Именно навязывается, не подписывались мы под такой глупостью. Отказ от угля — именно глупость, если не забывать про полтора миллиарда человек, у которых в нашем XXI веке есть сложности с доступом к электроэнергии. Уголь отличается от нефти и от природного газа тем, что распространён по планете куда как более равномерно. Нефть из энергетики начала уходить уже лет 30 тому как, основные ресурсы, которые мы сейчас используем, — уголь и газ.
Но давайте вообразим себе абстрактную страну Лимпопо, в которой населения без розеток в доме полным-полно, а финансы поют романсы. Если в этом Лимпопо нет собственных месторождений газа, значит, нужно либо строить газопровод, либо регазификационный терминал и, опять же, трубопровод. То, что мы используем электроэнергию неравномерно в течение суток, то, что спрос скачет в рабочие дни и в дни выходные, в летний период и в зимнее время, — думаю, объяснять не требуется. Но если электроэнергия вырабатывается за счёт природного газа — значит, и расход газа точно так же неравномерен, потому нужно уметь как-то сглаживать такой рваный ритм. Нет никакого другого способа, кроме как использование подземных хранилищ газа (ПХГ). Если матушка-природа благосклонна к Лимпопо, у них есть возможность обустроить ПХГ на собственной территории. Вот только самый дешёвый вариант ПХГ требует инвестиций около 500 долларов на каждую тысячу активного объёма хранения. Уже вопрос, если в бюджете дела плохи. Идеология, так скажем, использования ПХГ в любой стране одна и та же: есть газовые магистрали, по которым большие, серьёзные объёмы газа закачиваются в эти хранилища, а от хранилищ в направлении конечных потребителей нужно тащить уже газораспределительные трубопроводы — с другими диаметрами, с другим рабочим давлением. Есть ПХГ в Лимпопо — будут распределительные сети только на её территории. Нет ПХГ — придётся извне тянуть и по территории страны разводить. Не самое дешёвое удовольствие.
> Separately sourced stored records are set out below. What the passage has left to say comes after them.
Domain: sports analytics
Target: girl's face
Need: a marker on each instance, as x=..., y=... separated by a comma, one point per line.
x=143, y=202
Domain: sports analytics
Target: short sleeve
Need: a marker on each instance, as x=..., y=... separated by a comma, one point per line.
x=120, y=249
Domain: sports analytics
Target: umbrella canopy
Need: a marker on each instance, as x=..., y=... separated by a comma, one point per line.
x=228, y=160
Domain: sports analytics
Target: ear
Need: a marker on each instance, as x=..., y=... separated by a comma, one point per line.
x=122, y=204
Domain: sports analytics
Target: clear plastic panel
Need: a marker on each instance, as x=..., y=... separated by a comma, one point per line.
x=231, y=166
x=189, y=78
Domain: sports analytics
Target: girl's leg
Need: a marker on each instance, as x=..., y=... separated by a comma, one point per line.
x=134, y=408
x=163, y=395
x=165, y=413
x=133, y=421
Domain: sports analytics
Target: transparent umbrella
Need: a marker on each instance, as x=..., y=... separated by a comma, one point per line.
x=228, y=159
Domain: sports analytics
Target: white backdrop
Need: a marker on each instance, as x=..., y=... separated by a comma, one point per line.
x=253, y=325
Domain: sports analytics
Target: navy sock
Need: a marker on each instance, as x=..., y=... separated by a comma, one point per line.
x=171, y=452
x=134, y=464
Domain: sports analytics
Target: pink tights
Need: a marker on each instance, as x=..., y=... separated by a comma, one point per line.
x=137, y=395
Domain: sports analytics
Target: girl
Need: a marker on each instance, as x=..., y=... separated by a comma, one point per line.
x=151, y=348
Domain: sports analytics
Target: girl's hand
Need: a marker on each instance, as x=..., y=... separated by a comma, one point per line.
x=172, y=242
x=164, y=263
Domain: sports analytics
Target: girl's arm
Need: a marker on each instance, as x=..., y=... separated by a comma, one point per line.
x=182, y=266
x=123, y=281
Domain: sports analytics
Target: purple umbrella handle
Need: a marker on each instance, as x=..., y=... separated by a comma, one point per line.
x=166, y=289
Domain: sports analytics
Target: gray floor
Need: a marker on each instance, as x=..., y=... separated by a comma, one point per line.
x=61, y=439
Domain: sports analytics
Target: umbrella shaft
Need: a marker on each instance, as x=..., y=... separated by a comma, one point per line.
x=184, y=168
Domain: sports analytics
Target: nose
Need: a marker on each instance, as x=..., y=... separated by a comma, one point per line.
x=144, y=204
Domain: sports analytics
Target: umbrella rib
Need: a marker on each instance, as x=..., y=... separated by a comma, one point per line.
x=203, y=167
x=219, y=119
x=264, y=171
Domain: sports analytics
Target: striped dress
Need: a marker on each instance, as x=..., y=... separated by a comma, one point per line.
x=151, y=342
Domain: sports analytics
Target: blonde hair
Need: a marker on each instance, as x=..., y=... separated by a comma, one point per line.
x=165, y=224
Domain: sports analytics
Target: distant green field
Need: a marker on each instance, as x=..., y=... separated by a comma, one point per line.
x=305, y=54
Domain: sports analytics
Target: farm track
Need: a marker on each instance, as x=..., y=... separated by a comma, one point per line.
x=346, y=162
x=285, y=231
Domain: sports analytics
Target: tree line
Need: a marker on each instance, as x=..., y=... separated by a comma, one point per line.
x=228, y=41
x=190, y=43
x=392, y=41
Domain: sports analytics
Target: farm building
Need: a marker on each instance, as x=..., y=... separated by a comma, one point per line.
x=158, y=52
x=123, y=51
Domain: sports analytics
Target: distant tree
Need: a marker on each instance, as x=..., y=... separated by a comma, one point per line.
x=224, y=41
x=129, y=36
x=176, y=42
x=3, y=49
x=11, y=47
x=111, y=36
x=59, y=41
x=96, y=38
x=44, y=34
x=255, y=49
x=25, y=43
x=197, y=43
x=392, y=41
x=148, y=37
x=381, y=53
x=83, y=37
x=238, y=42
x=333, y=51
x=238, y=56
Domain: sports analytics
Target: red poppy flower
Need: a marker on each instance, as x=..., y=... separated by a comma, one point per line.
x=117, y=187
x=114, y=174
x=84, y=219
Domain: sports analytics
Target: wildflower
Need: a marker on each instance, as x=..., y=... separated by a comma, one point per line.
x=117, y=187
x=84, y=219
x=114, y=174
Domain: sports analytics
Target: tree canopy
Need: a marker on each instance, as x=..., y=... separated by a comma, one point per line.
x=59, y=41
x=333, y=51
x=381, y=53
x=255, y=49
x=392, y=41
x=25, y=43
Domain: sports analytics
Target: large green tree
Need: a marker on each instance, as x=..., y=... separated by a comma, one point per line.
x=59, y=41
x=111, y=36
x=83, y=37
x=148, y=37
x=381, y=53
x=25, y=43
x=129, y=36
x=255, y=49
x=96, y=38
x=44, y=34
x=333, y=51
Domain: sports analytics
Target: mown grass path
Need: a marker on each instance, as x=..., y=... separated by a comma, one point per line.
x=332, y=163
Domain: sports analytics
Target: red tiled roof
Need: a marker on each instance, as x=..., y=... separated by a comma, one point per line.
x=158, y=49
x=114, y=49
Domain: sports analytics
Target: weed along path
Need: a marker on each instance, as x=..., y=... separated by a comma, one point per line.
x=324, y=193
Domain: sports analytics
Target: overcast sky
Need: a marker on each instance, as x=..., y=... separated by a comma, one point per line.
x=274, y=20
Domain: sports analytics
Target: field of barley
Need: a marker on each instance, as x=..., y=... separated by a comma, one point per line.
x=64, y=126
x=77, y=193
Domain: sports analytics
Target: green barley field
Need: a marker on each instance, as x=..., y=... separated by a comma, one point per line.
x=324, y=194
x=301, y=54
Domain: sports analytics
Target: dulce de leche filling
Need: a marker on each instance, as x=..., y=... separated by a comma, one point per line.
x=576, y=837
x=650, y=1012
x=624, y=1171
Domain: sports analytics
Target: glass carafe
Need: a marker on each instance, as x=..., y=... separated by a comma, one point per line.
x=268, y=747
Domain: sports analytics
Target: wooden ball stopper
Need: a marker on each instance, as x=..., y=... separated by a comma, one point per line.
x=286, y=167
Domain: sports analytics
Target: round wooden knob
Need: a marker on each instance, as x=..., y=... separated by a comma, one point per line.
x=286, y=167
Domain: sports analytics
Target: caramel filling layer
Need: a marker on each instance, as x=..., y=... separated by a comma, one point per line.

Теперь про уголь. Пришёл пароход, свалил сто тысяч тонн у причала на площадке, которая, в общем-то, даже крыши не требует — и так сойдёт. Лежит уголь огромной кучей, а от неё лимпопошные аборигены его растаскивают по своим электростанциям: по железной дороге, автомобильным транспортом, да хоть на конной тяге или на велосипедах. ПХГ строить не надо, трубопроводы, что магистральные, что распределительные, не нужны, разве что сарай рядом с электростанцией из досок сколотить потребуется, чтобы дождями в реки не уносило. Что дешевле: газ или уголь? Риторический вопрос, особенно с учётом того, что шанс найти собственное месторождение угля куда как выше, чем месторождение газа. Вывод незатейлив: глобальный отказ от угольной энергетики гарантированно отрезает для миллиарда человек возможность познакомиться с чудом техники — лампочкой Ильича. Так кто же призывает к отказу от угля? Да тот самый золотой миллиард, который в пересчёте на душу населения электроэнергии потребляет в десятки раз больше, чем могут себе это позволить жители развивающихся стран. Это — незыблемые европейские ценности, которые не меняются лет так 500.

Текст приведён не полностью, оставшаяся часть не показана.